The court used the California Evidence Code to define hearsay as “evidence of a statement that was made other than by a witness while testifying at the hearing and that is offered to prove the truth of the matter stated.” The court reasoned that since a “statement” must be made by a person (according to the evidence code), and since a red-light camera is not a person, the evidence it provides does not constitute hearsay.
But the court wasn’t finished. It went on to say that because the red-light camera evidence is not hearsay, the defendant’s right to confront the witness presenting the evidence (as guaranteed by the 6th Amendment to the Constitution) does not apply “[b]ecause, unlike a person, a machine cannot be cross-examined.”
Let’s go through that again: “because, unlike a person, a machine cannot be cross-examined.” Isn’t that the problem in the first place? Shouldn’t the fact that there is no live witness to the event be the real issue in this case? Apparently the California Supreme Court can’t be bothered with such details. (It’s worth noting that in a previous red-light camera case, the California Court of Appeal sided with the defendant who made arguments similar to Goldsmith’s.)
The court can’t take all the credit, however. The California Legislature laid the groundwork for this ruling in 2012 when it passed Senate Bill 1303 which states specifically that data from a red-light camera does not constitute hearsay. There is ample evidence to show this bill was written with help from Redflex lobbyists who inserted the hearsay language to specifically thwart Goldsmith, whose case was working through the lower courts at that time.
It’s a slick plan, a template used over and over around the country: Camera company lobbyists use their considerable resources to influence lawmakers who write legislation favorable to the camera companies. When legal challenges arise, courts, following the letter of the law, rule in favor of camera company interests. And motorists get the short end of the stick.
Please don’t misunderstand. If you get a red-light camera ticket, fight it. Raise all of the constitutional/due process arguments you can. You may prevail. These people did.
But looking at the big picture, the NMA believes the most effective way to fight red-light cameras at the state or national level is to attack the revenue stream. Our push for longer yellow lights at camera-equipped intersections does just that.
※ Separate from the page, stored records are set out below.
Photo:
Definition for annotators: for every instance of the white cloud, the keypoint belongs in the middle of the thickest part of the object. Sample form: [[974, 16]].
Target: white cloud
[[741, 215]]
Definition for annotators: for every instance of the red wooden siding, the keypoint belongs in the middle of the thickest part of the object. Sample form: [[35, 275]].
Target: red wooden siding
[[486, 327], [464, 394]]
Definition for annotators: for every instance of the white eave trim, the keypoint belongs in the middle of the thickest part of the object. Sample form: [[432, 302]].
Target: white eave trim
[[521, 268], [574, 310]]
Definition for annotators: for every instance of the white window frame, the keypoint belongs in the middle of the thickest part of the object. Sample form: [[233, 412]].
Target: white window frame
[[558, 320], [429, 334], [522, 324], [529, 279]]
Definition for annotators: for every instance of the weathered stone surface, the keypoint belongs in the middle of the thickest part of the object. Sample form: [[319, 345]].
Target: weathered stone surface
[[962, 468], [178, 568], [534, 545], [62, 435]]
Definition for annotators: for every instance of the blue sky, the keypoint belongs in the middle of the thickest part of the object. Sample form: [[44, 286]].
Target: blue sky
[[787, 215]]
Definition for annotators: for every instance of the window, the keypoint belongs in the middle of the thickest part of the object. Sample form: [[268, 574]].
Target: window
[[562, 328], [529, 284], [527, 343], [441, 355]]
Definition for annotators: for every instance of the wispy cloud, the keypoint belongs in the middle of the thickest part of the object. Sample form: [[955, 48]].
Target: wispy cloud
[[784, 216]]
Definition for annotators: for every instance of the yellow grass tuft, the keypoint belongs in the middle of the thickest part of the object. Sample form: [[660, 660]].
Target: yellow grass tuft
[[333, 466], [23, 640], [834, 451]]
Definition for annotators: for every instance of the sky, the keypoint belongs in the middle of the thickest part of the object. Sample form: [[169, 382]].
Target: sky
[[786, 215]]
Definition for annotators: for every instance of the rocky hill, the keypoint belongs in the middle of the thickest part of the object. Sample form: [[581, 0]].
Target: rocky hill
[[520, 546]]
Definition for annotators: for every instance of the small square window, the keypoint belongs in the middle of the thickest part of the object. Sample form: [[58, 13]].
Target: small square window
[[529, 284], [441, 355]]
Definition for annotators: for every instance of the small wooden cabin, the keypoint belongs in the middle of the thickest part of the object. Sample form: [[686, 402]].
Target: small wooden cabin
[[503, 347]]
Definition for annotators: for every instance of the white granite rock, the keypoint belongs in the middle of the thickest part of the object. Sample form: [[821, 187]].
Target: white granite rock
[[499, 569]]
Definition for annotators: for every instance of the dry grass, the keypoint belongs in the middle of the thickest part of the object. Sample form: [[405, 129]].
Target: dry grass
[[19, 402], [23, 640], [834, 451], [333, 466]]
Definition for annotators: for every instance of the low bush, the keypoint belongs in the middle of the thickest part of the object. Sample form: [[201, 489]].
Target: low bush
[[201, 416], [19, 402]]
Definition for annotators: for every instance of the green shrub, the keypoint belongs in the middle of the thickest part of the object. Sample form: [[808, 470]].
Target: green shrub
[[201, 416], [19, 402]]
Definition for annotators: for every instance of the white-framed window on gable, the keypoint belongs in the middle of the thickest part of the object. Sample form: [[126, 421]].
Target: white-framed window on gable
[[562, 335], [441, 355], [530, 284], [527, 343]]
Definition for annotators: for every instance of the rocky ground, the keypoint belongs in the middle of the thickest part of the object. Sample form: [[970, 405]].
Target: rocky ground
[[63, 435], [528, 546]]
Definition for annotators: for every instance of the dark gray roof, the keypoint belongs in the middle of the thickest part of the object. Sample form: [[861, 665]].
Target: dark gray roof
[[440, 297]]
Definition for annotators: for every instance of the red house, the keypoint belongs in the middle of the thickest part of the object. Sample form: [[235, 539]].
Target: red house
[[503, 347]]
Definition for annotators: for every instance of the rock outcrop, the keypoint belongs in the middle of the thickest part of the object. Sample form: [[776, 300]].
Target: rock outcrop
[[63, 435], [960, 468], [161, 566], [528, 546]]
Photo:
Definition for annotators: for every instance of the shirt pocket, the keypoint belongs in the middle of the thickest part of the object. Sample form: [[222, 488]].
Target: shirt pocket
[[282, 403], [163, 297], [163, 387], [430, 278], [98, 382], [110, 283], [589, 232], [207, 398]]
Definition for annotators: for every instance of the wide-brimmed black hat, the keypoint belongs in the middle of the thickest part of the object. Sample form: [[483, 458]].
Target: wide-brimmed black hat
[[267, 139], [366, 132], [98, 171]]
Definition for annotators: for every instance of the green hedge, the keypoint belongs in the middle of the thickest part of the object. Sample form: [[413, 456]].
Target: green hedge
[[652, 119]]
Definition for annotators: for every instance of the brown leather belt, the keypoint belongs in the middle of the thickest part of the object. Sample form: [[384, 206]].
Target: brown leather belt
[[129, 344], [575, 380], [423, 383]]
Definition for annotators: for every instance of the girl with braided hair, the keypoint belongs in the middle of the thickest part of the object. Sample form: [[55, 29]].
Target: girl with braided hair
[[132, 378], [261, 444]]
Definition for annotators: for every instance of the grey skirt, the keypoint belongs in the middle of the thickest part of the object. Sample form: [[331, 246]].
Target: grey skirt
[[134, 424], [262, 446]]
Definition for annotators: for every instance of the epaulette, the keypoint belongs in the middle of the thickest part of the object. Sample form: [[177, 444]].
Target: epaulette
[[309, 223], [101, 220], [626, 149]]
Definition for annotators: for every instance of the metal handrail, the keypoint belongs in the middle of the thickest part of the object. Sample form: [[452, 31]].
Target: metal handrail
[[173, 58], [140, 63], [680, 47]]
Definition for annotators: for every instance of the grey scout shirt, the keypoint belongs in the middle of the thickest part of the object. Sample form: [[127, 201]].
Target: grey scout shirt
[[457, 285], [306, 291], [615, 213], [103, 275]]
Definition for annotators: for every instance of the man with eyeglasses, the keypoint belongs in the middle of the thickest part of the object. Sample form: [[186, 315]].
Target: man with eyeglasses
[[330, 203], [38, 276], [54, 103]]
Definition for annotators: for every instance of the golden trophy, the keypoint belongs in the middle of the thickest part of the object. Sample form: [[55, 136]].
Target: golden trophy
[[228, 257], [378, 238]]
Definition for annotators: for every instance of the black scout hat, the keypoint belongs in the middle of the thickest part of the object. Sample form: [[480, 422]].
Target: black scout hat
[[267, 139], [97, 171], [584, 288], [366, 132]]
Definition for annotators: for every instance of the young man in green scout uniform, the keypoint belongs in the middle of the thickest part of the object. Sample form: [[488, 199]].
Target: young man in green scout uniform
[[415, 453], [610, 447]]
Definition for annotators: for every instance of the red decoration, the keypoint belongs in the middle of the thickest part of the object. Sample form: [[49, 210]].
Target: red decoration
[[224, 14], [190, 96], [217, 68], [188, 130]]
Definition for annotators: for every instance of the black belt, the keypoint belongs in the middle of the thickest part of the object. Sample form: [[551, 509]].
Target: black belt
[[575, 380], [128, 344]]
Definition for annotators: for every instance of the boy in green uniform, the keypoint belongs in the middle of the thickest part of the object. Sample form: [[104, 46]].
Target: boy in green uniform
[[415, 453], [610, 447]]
After Loma Linda, California, lengthened yellow-light times by one second, red-light running violations dropped 92 percent. The revenue dried up and the cameras soon went away. Some Florida communities are shutting down their camera programs after the Florida Department of Transportation mandated longer yellow-light times last year. The reason? They’re no longer profitable.
The camera companies and their policymaker accomplices have the resources to fight lengthy court battles on multiple fronts, but they are still vulnerable where it counts: on the bottom line.